I'm trying to solve the following MINLP, basically attempting to maximize the likelihood of a certain portfolio reaching a "ceiling" performance. My first attempt at the code is below.
EDIT: Math says maximize, should say minimize
from pyscipopt import Model, quicksum
import numpy as np
import pandas as pd
from random import uniform, normalvariate
model=Model()
t=20000
stocks_portfolio = {}
stocks_df = pd.DataFrame(np.zeros((150,4)),columns = {'ids','Mean','cost','stdev'})
noptions = len(stocks_df)
stocks_df['ids'] = [i for i in range(noptions)]

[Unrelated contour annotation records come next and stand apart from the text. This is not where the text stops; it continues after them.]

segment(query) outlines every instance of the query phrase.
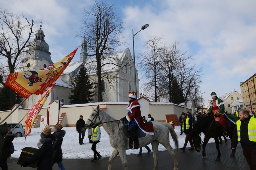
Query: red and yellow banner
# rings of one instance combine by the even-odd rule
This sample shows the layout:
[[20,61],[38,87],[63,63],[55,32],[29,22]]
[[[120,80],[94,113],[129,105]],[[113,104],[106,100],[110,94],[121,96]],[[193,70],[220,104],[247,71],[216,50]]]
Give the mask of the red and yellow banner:
[[26,98],[33,94],[42,94],[55,83],[74,57],[78,48],[46,68],[10,74],[5,85]]
[[27,120],[25,121],[25,124],[26,124],[25,141],[26,140],[27,136],[31,132],[31,128],[32,127],[33,124],[35,120],[37,117],[40,111],[41,111],[43,106],[45,103],[47,97],[49,96],[50,93],[55,85],[55,84],[48,89],[44,96],[38,101],[37,103],[35,104],[28,111],[28,115],[27,117]]

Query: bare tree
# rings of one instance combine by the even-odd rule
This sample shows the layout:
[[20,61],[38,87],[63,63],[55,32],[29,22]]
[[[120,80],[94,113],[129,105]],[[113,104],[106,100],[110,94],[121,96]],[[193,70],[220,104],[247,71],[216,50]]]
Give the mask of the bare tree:
[[[22,67],[22,62],[34,32],[34,21],[30,21],[23,14],[21,18],[6,10],[0,11],[0,83],[3,85],[7,75]],[[11,89],[10,109],[15,104],[15,92]]]
[[[89,56],[95,58],[97,63],[96,95],[99,102],[102,101],[101,92],[102,68],[110,64],[119,66],[118,58],[111,55],[116,48],[123,43],[122,32],[123,24],[114,11],[113,5],[106,1],[95,2],[90,10],[85,10],[86,17],[82,20],[83,26],[78,36],[84,37],[87,42]],[[108,61],[102,62],[102,60]]]
[[[190,66],[188,64],[192,58],[191,56],[186,56],[187,51],[182,52],[177,49],[178,44],[175,42],[172,46],[162,50],[161,62],[158,65],[161,78],[159,84],[161,85],[159,87],[159,94],[165,101],[169,102],[181,99],[186,101],[193,90],[192,88],[198,86],[195,82],[199,81],[198,80],[202,75],[201,68],[197,70],[195,65]],[[180,91],[183,98],[177,101],[175,97],[181,95]]]
[[159,63],[159,55],[162,53],[161,50],[164,48],[161,46],[163,38],[162,36],[150,37],[144,45],[146,47],[146,50],[139,56],[141,59],[141,62],[139,63],[140,69],[142,71],[146,71],[144,72],[142,77],[147,80],[142,85],[143,87],[141,91],[143,91],[143,89],[146,89],[148,93],[149,92],[154,92],[153,94],[154,94],[156,102],[159,97],[157,95],[158,79],[159,78],[158,65]]

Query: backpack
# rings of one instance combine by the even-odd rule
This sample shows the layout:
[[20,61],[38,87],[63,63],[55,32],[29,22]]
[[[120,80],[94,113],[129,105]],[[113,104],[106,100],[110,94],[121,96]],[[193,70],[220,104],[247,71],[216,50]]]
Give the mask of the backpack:
[[13,145],[13,143],[11,142],[11,146],[10,146],[10,153],[12,154],[14,152],[14,146]]

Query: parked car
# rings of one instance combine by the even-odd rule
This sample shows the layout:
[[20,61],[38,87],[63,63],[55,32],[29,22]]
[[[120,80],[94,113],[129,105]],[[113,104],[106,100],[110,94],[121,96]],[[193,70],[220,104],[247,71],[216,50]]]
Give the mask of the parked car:
[[19,123],[18,125],[17,124],[18,124],[7,123],[8,128],[9,127],[11,128],[11,129],[9,130],[8,133],[11,132],[11,131],[17,125],[17,126],[12,131],[12,133],[16,135],[16,137],[21,137],[25,134],[25,129],[23,127],[21,123]]

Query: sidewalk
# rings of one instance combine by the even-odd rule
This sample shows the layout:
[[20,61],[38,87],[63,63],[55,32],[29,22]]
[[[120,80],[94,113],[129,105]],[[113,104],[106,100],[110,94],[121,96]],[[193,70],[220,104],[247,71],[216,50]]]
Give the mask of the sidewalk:
[[[202,160],[202,150],[198,153],[195,151],[188,151],[190,147],[187,148],[185,151],[179,149],[178,160],[179,169],[188,170],[234,170],[250,169],[245,158],[243,155],[242,148],[240,143],[237,149],[234,157],[230,157],[231,150],[230,149],[231,141],[228,140],[226,143],[224,143],[220,144],[220,149],[222,156],[221,161],[215,161],[217,155],[217,150],[215,143],[208,143],[206,146],[206,156],[207,159]],[[142,153],[146,151],[143,149]],[[138,150],[138,153],[139,150]],[[104,157],[100,160],[91,162],[90,159],[64,159],[63,165],[67,170],[107,170],[108,166],[109,157]],[[129,169],[141,170],[142,169],[153,169],[154,167],[153,154],[142,153],[141,156],[136,155],[127,155],[128,167]],[[17,164],[17,159],[11,159],[8,160],[9,169],[24,169],[29,170],[35,169],[30,167],[20,168],[20,165]],[[119,156],[115,158],[113,164],[113,170],[124,169],[121,159]],[[169,153],[166,151],[158,152],[158,169],[159,170],[172,170],[173,168],[173,161]],[[55,164],[53,170],[59,169]]]

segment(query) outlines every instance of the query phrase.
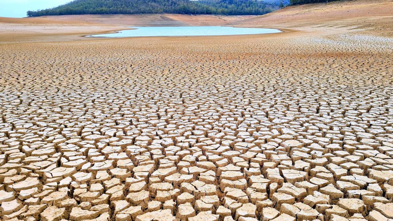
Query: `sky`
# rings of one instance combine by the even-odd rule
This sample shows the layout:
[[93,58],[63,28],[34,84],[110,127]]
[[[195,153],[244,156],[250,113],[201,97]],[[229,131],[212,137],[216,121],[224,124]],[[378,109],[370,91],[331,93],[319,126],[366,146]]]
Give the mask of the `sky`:
[[28,11],[50,8],[71,0],[0,0],[0,17],[23,18]]

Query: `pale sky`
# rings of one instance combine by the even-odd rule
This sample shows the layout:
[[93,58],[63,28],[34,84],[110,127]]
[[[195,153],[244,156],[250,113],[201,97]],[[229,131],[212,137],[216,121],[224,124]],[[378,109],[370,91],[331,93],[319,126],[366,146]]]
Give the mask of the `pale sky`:
[[0,17],[23,18],[28,11],[53,8],[72,0],[0,0]]

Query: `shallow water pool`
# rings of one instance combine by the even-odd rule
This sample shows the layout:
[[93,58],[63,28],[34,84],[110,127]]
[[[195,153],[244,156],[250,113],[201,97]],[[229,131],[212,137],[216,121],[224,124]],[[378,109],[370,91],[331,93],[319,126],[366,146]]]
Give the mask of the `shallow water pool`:
[[148,36],[198,36],[267,34],[281,32],[278,29],[234,27],[220,26],[176,27],[130,27],[132,30],[124,30],[116,33],[88,35],[87,37],[121,38]]

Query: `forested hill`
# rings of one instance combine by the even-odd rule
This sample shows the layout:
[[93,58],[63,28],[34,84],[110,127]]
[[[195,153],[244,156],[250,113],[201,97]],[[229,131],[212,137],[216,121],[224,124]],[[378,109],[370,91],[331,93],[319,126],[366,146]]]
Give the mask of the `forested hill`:
[[52,9],[27,12],[28,16],[145,14],[263,15],[276,4],[258,0],[75,0]]

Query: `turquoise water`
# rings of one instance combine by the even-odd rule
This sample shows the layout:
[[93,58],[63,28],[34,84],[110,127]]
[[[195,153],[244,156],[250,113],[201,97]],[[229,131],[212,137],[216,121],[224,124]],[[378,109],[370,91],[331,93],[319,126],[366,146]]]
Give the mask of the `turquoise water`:
[[147,36],[197,36],[267,34],[281,32],[277,29],[234,27],[220,26],[182,27],[132,27],[136,29],[124,30],[117,33],[88,35],[88,37],[119,38]]

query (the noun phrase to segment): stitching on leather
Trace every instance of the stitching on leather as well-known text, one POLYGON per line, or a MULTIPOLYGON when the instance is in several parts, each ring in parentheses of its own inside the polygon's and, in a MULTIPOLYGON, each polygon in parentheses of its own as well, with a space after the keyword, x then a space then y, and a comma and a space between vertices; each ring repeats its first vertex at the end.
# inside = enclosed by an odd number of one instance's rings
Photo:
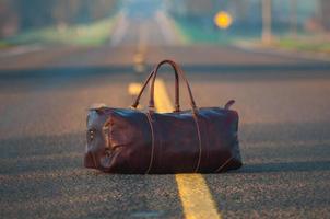
POLYGON ((195 171, 193 171, 193 172, 197 172, 198 169, 199 169, 199 166, 200 166, 201 157, 202 157, 202 140, 201 140, 201 134, 200 134, 200 129, 199 129, 197 116, 193 116, 193 120, 195 120, 195 123, 196 123, 197 134, 198 134, 198 141, 199 141, 199 155, 198 155, 198 162, 197 162, 197 166, 196 166, 196 169, 195 169, 195 171))
POLYGON ((216 169, 214 172, 217 173, 220 172, 226 164, 228 164, 228 162, 233 160, 233 157, 231 157, 228 160, 226 160, 226 162, 224 162, 224 164, 222 164, 219 169, 216 169))
POLYGON ((149 125, 150 125, 150 129, 151 129, 151 137, 152 137, 152 142, 151 142, 151 157, 150 157, 150 162, 149 162, 149 168, 148 170, 145 171, 145 174, 148 174, 152 168, 152 163, 153 163, 153 160, 154 160, 154 142, 155 142, 155 137, 154 137, 154 129, 153 129, 153 126, 152 126, 152 119, 150 117, 150 114, 149 113, 144 113, 146 115, 146 118, 148 118, 148 122, 149 122, 149 125))

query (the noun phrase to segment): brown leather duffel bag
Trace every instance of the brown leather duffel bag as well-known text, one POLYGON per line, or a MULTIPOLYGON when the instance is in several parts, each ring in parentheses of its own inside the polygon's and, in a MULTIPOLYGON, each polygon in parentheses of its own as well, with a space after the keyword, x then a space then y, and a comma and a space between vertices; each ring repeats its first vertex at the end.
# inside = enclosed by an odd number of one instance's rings
POLYGON ((182 70, 170 60, 160 62, 148 77, 131 108, 99 106, 87 116, 86 168, 108 173, 219 173, 241 166, 237 139, 238 114, 224 108, 197 107, 182 70), (175 112, 154 112, 154 84, 163 64, 176 76, 175 112), (179 85, 187 85, 191 110, 180 111, 179 85), (151 80, 152 79, 152 80, 151 80), (137 110, 151 80, 148 112, 137 110))

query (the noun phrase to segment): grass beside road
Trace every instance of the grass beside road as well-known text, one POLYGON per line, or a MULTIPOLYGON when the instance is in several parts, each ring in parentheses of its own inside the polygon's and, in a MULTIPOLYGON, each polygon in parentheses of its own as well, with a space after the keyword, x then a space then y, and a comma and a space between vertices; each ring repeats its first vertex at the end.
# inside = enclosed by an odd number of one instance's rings
POLYGON ((22 44, 103 45, 110 38, 116 18, 111 16, 89 24, 57 25, 26 31, 3 39, 0 42, 0 47, 22 44))

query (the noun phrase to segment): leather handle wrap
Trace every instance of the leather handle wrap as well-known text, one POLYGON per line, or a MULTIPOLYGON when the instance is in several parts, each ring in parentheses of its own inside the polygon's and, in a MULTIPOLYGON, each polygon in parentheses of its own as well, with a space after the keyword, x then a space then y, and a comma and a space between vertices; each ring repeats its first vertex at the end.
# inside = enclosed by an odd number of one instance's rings
MULTIPOLYGON (((172 65, 173 69, 174 69, 174 72, 175 72, 175 112, 179 112, 180 111, 180 102, 179 102, 179 74, 178 74, 178 70, 177 68, 172 65)), ((143 83, 143 87, 139 93, 139 95, 137 96, 134 103, 132 104, 132 107, 133 108, 137 108, 137 106, 139 105, 139 102, 140 102, 140 99, 141 99, 141 95, 145 89, 145 87, 148 85, 150 79, 153 77, 153 74, 155 73, 155 70, 157 68, 155 68, 154 70, 152 70, 152 72, 149 74, 149 77, 146 78, 146 80, 144 81, 143 83)))
MULTIPOLYGON (((154 73, 153 73, 153 78, 152 78, 152 82, 151 82, 150 101, 149 101, 150 111, 152 111, 154 108, 154 85, 155 85, 157 72, 158 72, 158 69, 161 68, 161 66, 163 66, 164 64, 169 64, 175 69, 175 71, 181 77, 181 79, 184 79, 187 90, 188 90, 192 112, 196 114, 197 113, 196 102, 193 100, 189 82, 188 82, 182 69, 173 60, 167 60, 167 59, 161 61, 154 69, 154 73)), ((176 87, 179 87, 179 84, 176 84, 176 87)))

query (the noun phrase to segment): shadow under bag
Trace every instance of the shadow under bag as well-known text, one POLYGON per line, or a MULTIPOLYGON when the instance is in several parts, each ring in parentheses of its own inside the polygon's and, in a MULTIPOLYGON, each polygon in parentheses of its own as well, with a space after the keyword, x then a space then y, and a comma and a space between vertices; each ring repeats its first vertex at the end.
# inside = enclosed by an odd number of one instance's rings
POLYGON ((238 114, 224 108, 197 107, 184 71, 163 60, 150 73, 130 108, 99 106, 87 115, 84 166, 108 173, 168 174, 220 173, 241 166, 238 114), (175 71, 175 111, 154 112, 154 84, 160 67, 175 71), (184 80, 191 110, 180 111, 179 79, 184 80), (151 81, 149 111, 137 108, 151 81))

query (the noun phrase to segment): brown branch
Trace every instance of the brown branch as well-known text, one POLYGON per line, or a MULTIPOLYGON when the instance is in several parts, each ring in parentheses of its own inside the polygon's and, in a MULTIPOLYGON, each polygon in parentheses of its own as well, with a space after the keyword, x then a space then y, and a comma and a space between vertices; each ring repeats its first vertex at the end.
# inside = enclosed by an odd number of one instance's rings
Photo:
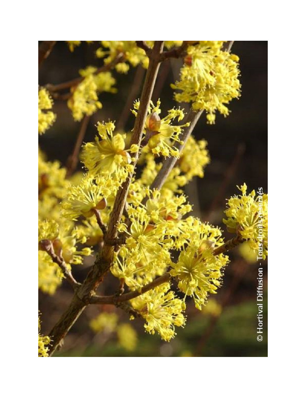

stocks_df['Mean'] = [uniform(500,2500) for i in range(noptions)]
stocks_df['cost'] = [stocks_df.loc[i,'Mean']*uniform(50,250) for i in range(noptions)]
stocks_df['stdev'] = [stocks_df.loc[i,'Mean']*uniform(0.2,0.5) for i in range(noptions)]
cov_mat = np.array([[normalvariate(0,0.3) for i in range(noptions)] for j in range(noptions)])
for i in range(len(stocks_df)):
stocks_portfolio[i] = model.addVar(vtype='B')
model.addCons(quicksum(stocks_portfolio[i] for i in range(noptions))==15)
model.addCons(quicksum(stocks_df.loc[i, 'cost']*stocks_portfolio[i] for i in range(noptions)) <= 600000)
stand_in = model.addVar(vtype='C')
model.addCons(stand_in>=(t-quicksum(stocks_df.loc[i,'Mean']*stocks_portfolio[i] for i in range(noptions)))/((quicksum(stocks_portfolio[i]*stocks_df.loc[i,'stdev']**2 for i in range(noptions))+quicksum(2*stocks_portfolio[i]*stocks_portfolio[j]*cov_mat[i,j] for i in range(noptions) for j in range(noptions)))**0.5))
model.setObjective(stand_in,'minimize')
model.optimize()
model.getCondition()
portfolios = []
for i in range(noptions):
if model.getVal(stocks_portfolio[i]) > 0.9:
portfolios.append(i)
The performance here has been slow and unwieldy, and I was wondering if I'm thinking about the question all wrong.